When a company has a capital deficit, a licensed auditor must conduct a limited audit of the last annual financial statements before the annual general meeting of shareholders approving them if there are no elected auditors in place. A board of directors needs to make sure the economic situation does not worsen than what has been presented to them. They must appoint a licensed auditor. The board of directors may waive this auditing requirement if it applies for a debt-restructuring moratorium. 

The board of directors must as before, immediately prepare preliminary financial statements at going concern values and liquidation values if there is reasonable concern that the company’s liabilities are not covered by its assets, that is if the company is over-indebted. In practice, the interim financial statements at liquidation values can be waived as long as the ongoing concern assumption is made. In addition, the consolidated financial statements carrying concerned values do not show any overindebtedness. 

A licensed auditor must be appointed by the board of directors to audit the interim financial statements unless the board elects auditors to do so.

  • Bankruptcy

The board of directors must inform the court, which will initiate bankruptcy proceedings if the company is over-indebted according to both interim financial statements.

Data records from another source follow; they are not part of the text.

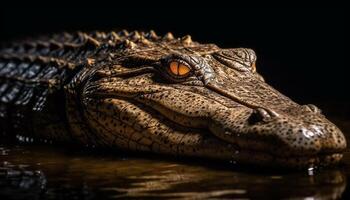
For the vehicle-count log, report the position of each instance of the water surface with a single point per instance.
(51, 172)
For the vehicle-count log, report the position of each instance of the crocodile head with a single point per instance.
(175, 96)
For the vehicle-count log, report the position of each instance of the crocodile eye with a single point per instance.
(178, 69)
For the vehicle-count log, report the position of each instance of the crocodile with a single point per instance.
(138, 91)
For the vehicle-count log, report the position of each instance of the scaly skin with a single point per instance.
(117, 90)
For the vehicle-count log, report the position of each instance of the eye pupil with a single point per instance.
(179, 69)
(183, 69)
(174, 68)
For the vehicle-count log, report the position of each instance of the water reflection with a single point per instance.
(35, 172)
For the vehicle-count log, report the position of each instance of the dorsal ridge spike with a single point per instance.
(135, 35)
(92, 41)
(145, 41)
(168, 36)
(124, 33)
(129, 44)
(152, 35)
(186, 40)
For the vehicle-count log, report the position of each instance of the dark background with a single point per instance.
(301, 51)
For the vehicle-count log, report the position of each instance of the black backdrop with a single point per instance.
(301, 51)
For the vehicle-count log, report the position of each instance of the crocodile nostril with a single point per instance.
(312, 108)
(261, 115)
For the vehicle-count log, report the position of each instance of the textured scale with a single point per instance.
(115, 90)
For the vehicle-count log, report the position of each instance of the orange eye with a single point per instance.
(178, 68)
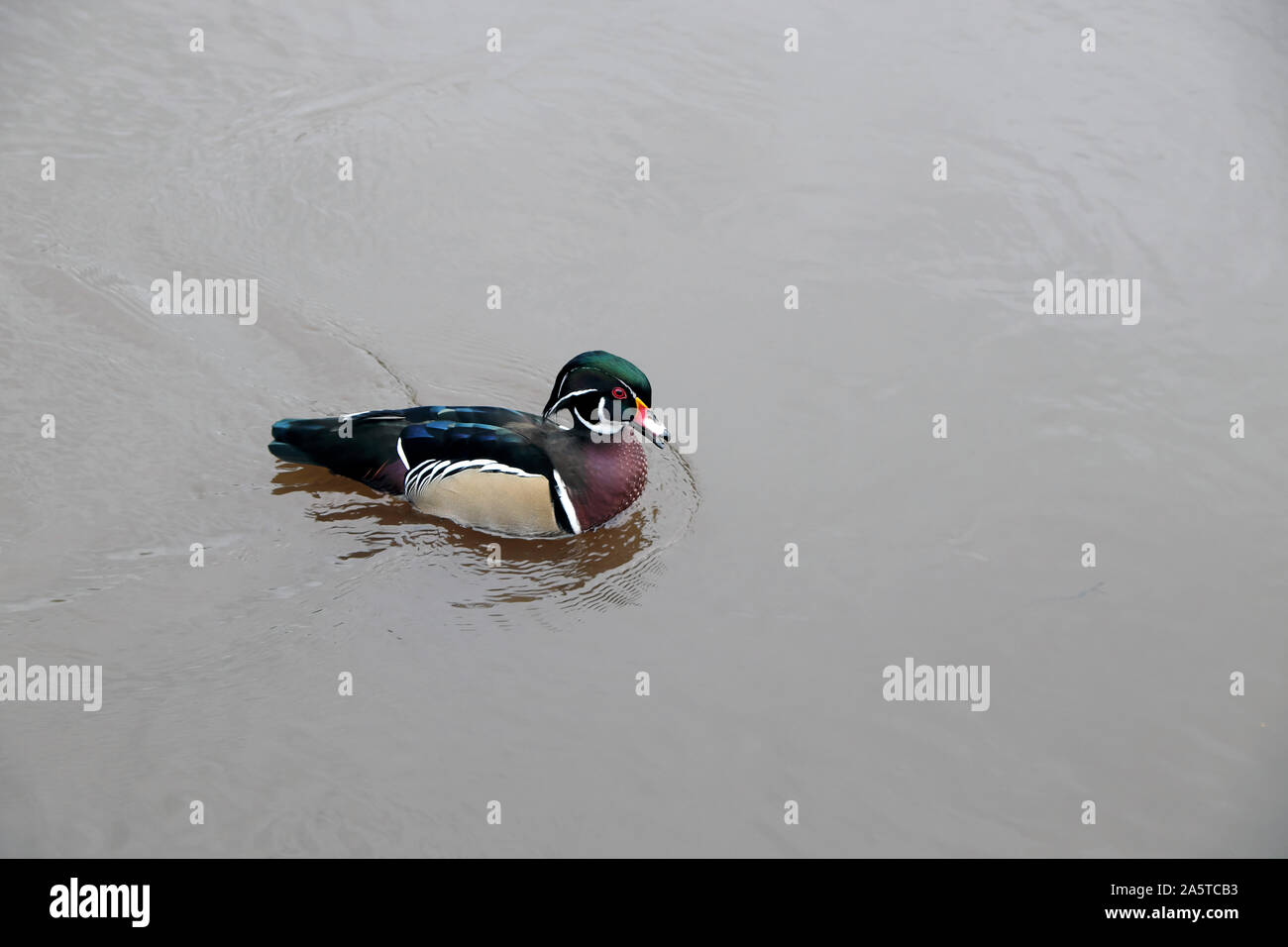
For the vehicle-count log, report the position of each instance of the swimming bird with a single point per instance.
(494, 468)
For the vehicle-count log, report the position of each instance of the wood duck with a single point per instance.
(498, 470)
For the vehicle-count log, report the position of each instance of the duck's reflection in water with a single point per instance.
(597, 569)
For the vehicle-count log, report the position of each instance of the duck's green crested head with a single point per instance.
(604, 392)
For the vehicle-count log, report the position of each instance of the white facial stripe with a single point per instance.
(571, 394)
(609, 428)
(566, 502)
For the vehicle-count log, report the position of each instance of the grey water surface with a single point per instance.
(516, 682)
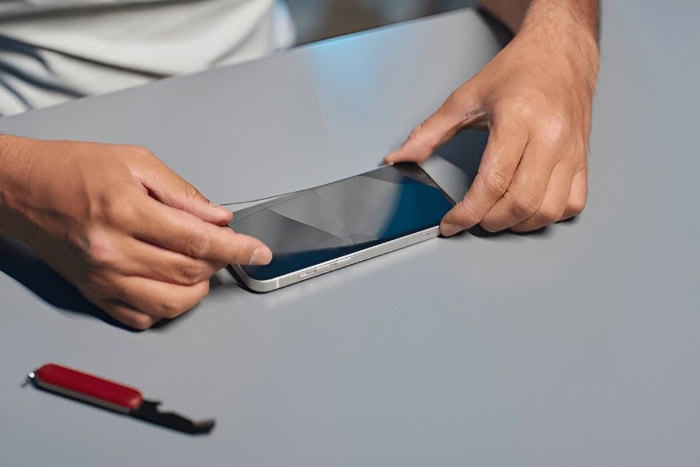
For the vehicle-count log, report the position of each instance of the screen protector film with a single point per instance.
(319, 224)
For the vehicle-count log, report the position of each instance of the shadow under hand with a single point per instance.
(20, 262)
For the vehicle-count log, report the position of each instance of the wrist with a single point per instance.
(566, 35)
(15, 166)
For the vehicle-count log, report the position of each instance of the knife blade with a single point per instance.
(112, 396)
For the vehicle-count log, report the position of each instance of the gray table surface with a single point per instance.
(576, 347)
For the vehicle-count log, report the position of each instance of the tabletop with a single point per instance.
(577, 346)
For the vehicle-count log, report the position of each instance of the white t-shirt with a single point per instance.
(54, 50)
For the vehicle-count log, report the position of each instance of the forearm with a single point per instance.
(521, 13)
(13, 168)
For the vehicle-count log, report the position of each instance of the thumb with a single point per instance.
(439, 128)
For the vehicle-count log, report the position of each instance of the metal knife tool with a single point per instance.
(112, 396)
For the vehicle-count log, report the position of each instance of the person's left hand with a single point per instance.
(535, 97)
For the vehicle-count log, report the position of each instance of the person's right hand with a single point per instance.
(137, 240)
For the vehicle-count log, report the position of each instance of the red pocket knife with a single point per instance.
(112, 396)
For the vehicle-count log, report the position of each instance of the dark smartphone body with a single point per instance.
(321, 229)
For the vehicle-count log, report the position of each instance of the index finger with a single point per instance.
(502, 155)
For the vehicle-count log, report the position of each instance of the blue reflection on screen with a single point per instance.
(334, 220)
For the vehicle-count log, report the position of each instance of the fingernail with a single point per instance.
(261, 256)
(448, 230)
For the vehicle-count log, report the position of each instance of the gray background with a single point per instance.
(575, 347)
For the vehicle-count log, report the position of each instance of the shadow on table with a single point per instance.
(18, 261)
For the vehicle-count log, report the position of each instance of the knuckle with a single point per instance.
(547, 215)
(140, 151)
(169, 308)
(96, 248)
(555, 128)
(525, 205)
(191, 273)
(198, 245)
(576, 205)
(496, 182)
(140, 322)
(520, 107)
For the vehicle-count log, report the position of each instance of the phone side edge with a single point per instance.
(263, 286)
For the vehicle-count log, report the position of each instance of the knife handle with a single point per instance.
(87, 388)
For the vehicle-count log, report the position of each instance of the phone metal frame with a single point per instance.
(269, 285)
(284, 280)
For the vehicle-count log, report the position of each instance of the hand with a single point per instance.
(535, 97)
(137, 240)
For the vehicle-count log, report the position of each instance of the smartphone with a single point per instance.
(315, 231)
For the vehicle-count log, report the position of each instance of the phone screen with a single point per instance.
(323, 223)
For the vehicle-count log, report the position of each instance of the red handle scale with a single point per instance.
(88, 388)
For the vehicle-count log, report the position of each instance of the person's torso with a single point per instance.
(51, 50)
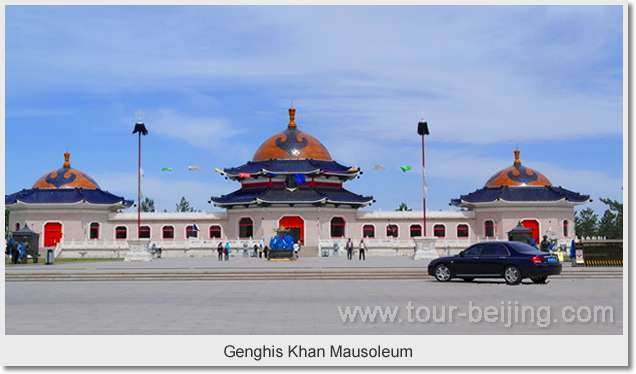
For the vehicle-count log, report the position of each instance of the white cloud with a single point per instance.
(201, 132)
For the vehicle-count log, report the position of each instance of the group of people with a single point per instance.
(545, 245)
(361, 250)
(224, 251)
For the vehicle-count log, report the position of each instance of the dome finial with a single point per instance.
(292, 115)
(67, 158)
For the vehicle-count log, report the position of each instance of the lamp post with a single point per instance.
(424, 246)
(422, 130)
(140, 128)
(138, 249)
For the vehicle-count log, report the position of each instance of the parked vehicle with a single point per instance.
(512, 261)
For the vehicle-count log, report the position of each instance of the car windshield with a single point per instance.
(525, 248)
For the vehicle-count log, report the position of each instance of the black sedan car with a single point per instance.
(512, 261)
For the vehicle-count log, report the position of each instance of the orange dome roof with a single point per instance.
(292, 144)
(517, 175)
(66, 177)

There is no requirement for the court to be notified if creditors defer or subordinate their claims (including interest claims) to the extent of overindebtedness.

In connection with the bankruptcy process, it is now explicitly stated that the claims of creditors whose claims have been subordinated behind all other creditors are not to be included in the calculations of the company’s losses. By amending this provision, the Federal Supreme Court intends to correct its case law, which suggests that a bankrupt company’s board is responsible for subordinated claims. 

The court notification may also be omitted in cases where there is a realistic prospect that the over-indebtedness can be repaid within a reasonable time, but no later than 90 days after the audited interim financial statements are available, and if there is no additional jeopardy to the claims of the creditors. In practice, the matter of notifying the court of bankruptcy is frequently raised, and this clarification is very welcome.